Who will have access to the glut of media programming?

For the most part, the people who can pay for it. Consider television. In most cases, channels on local cable TV are selected by big national cable system firms that function as "gatekeepers". Not only is the range of programming limited, the service is available only to viewers who can afford it and costs can be hundreds of dollars per year.

Who will control the huge institutions running the mass media show?

The brief answer is: millionaires and billionaires.

Who will decide what news is important and what information should be widely disseminated?

In theory, journalists play their part but, in practice, editors are accountable to media executives who, in turn, are accountable to management.

Ultimately, therefore, owners set the tone and priorities.

In the media nation that looms on the horizon, what role will democracy end up playing?

The sad truth is likely to be, a very small one.

"Freedom of the press is guaranteed only to those who own one," critic A.J. Liebling quipped several decades ago. Though the presses are a small part of the news media picture today, the logic of Liebling's remark holds true:

Already, a tiny number of companies including General Electric (which owns NBC), Westinghouse (CBS), Time Warner (CNN and cable systems), TCI (cable systems) and America Online largely determine what makes it onto screens throughout the United States.

Moreover, there's no sign that this trend is going to slow down.
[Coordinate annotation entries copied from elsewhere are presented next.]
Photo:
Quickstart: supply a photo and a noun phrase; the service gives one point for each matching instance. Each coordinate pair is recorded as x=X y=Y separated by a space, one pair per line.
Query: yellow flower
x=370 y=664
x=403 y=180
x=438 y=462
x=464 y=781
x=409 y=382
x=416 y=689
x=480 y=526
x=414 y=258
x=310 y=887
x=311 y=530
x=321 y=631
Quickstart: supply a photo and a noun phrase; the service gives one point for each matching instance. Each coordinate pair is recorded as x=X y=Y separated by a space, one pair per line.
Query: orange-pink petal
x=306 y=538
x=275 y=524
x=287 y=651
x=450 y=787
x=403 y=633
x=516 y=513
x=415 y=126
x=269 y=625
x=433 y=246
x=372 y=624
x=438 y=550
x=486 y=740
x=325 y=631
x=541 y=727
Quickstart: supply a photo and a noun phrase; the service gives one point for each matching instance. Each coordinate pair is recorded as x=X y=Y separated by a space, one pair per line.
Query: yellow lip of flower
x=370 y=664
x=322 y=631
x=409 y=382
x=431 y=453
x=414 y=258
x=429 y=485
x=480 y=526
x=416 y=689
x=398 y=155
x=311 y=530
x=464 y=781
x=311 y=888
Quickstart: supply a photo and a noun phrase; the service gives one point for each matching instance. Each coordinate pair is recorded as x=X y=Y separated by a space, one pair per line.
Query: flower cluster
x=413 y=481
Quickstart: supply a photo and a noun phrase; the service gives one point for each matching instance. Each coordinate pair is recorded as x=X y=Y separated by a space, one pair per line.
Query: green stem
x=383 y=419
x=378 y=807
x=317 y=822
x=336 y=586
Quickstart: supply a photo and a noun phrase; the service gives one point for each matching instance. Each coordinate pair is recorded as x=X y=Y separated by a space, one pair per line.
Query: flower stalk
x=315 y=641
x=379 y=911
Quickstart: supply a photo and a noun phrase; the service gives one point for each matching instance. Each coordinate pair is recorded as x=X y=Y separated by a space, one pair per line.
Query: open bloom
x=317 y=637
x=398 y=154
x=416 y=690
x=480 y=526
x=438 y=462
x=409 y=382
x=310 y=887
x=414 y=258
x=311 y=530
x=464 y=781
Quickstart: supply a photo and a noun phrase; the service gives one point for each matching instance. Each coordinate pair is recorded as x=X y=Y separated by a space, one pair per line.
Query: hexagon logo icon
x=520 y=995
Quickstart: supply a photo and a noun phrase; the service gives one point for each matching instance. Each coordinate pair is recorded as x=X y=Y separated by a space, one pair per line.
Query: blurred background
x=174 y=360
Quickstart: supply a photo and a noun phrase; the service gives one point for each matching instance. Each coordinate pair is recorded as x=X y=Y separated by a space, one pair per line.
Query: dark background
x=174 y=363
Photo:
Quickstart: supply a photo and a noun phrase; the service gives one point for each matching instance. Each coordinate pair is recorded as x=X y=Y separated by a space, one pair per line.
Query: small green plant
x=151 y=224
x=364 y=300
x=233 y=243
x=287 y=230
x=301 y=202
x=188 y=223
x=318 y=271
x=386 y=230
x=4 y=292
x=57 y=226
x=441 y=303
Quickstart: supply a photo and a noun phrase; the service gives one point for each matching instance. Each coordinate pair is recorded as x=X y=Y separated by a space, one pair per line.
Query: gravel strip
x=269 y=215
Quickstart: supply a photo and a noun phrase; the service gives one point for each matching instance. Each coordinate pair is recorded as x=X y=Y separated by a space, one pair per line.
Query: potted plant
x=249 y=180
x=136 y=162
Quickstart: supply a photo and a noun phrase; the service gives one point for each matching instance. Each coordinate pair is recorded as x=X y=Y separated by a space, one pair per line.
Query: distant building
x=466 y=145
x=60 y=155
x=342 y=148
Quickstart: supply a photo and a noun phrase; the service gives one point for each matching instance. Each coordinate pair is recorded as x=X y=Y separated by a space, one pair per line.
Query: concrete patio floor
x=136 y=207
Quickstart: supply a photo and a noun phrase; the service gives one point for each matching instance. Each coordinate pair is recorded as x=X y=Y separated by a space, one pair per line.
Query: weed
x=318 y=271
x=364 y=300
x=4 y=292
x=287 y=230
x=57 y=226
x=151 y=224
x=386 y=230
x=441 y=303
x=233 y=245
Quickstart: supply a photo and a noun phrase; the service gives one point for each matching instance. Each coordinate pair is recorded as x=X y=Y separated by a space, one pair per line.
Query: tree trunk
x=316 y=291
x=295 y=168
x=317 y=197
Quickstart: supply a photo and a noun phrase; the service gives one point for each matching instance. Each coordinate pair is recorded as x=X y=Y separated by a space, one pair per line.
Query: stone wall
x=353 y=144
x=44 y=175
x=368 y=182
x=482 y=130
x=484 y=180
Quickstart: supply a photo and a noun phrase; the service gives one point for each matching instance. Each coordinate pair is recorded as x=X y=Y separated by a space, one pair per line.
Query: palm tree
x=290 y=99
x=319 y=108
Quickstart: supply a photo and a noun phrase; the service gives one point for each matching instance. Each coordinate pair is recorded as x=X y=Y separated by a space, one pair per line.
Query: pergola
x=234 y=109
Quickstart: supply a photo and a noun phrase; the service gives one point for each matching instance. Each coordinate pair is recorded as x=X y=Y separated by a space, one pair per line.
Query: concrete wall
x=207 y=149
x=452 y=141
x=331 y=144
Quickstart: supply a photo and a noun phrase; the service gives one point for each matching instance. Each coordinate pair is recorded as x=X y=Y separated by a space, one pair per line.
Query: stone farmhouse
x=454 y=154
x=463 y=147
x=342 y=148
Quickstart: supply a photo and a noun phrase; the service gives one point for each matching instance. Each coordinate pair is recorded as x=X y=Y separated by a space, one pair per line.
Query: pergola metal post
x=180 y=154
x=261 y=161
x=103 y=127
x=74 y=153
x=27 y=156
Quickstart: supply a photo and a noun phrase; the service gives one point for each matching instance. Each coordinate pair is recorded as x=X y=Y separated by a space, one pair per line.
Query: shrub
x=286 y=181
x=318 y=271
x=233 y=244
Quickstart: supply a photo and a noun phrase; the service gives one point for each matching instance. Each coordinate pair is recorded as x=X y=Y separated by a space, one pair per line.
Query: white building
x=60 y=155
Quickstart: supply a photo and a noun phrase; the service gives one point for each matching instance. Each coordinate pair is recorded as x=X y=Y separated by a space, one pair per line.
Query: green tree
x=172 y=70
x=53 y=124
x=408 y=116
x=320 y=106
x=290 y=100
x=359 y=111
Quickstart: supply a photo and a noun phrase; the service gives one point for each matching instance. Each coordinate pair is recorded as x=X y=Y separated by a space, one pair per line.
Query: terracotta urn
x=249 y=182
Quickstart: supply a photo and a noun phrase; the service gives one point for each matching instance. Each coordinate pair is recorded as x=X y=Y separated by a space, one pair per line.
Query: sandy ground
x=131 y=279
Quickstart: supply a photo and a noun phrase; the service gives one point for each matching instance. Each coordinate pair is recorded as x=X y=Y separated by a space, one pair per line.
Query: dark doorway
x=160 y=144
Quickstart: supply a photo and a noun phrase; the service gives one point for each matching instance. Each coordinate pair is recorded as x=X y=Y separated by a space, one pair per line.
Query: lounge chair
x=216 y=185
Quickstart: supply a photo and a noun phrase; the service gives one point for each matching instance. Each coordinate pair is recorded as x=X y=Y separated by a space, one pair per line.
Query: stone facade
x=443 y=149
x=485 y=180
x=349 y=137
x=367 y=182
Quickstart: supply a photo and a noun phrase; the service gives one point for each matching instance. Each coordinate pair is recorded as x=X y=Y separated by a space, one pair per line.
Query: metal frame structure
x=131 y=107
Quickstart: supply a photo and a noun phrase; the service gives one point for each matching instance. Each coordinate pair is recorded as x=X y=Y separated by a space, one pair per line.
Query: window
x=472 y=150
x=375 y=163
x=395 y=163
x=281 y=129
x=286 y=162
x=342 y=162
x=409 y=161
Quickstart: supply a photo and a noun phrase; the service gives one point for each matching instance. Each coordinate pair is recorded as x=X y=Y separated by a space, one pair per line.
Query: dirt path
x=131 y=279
On the contrary, it has accelerated since the landmark Telecommunications Act became law in February 1996. Now, to a great extent, a few mammoth firms are programming America's media.

A hundred years ago, the writer Anatole France commented: "The law, in its majestic equality, forbids the rich as well as the poor to sleep under bridges, to beg in the streets, and to steal bread."

Today, in its majestic equality, the federal government allows you, me and billionaires like Rupert Murdoch, the right to buy as many newspapers, magazines, TV networks and satellite communication systems as we can.

The notion that a "free market" equals free speech is comforting but misleading especially when a few bloated corporations have the economic weight to sit on the windpipe of the First Amendment.

We must get realistic about the obstacles blocking democratic discourse in our society. Only then will it be possible to summon the determination to fight for the media diversity that future generations deserve.

Norman Solomon is a syndicated columnist and co author of Wizards of Media Oz: Behind the Curtain of Mainstream News.